If I had a pound for every time a woman business owner told me “my product is for everyone”, I’d have retired by now. With a villa. And a dog that someone else walks.
I get it. When you’re trying to build a business, the idea of narrowing down who you work with feels completely bonkers. Why would you LIMIT your potential customers? Surely the more people you try to reach, the more money you’ll make?
Except that’s not how it works. Not even a little bit.
Why “Everyone” Is Actually No One
When you try to speak to everyone, you end up speaking to no one. Your marketing becomes vanilla. Your message becomes wishy-washy. And the people who WOULD have been perfect for you scroll right past because nothing you’re saying resonates with them specifically.
Think about it from the other side. When you’re looking for help with something – a hairdresser, a coach, someone to fix your boiler – do you want the person who says “I do a bit of everything for anyone”? Or do you want the person who says “I specialise in exactly what you need”?
Exactly.
The Clients Who Make You Want To Hide Under The Duvet
If you’ve been in business for a while, you’ll know what good business looks like and what bad business looks like. You’ll have people you pray don’t turn up again. Those customers who haggle on price, who are never satisfied, who drain every last drop of energy out of you.

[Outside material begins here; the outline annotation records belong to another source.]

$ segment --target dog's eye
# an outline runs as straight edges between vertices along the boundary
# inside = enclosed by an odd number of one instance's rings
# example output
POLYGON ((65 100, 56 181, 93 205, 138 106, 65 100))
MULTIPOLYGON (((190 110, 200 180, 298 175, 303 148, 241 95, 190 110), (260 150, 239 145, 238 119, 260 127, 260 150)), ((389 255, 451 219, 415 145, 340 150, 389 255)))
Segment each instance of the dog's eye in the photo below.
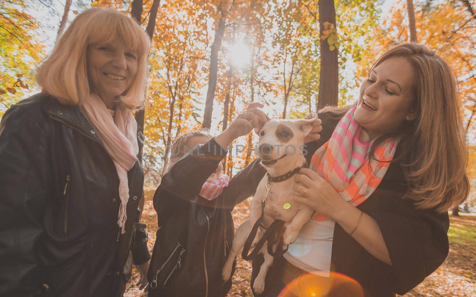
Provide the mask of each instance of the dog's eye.
POLYGON ((289 132, 286 130, 283 130, 281 131, 281 136, 284 138, 287 138, 289 136, 289 132))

And then you’ll have the other ones. The ones who say “oh, I didn’t expect it to be that cheap – you’re wonderful!” The ones who refer their friends. The ones who make you remember why you started this in the first place.
Your ideal customer is the second lot. And the sooner you work out exactly who they are, the sooner you can go and find more of them.
How I Found My People
When I was running my marketing consultancy, I worked with anyone who’d pay me. Men, women, big businesses, tiny businesses. And I noticed something – the women business owners were the ones I really enjoyed working with. They got me excited. I got great results for them. And I understood them because I AM one.
So I started saying no to businesses that didn’t feel like a good fit, and eventually I just said: I work with women business owners. Full stop.
That was scary. But it was also the best decision I ever made. Because when you get specific about who you help, those people find you. Word gets around. The right people gravitate towards you.
Three Questions To Find Your Ideal Customer
- Who do you get the best results for? Not who pays the most – who actually gets the best outcomes from working with you?
- Who do you enjoy working with most? When do you feel that flow, that joy, that “I love my job” feeling?
- Who would you work with all day every day if you could? Picture that person. That’s your ideal customer.
Once you know who they are, everything else gets easier. Your marketing gets sharper. Your message gets clearer. Your prices go up because you’re attracting people who value what you do. And you stop wasting time on people who were never right for you in the first place.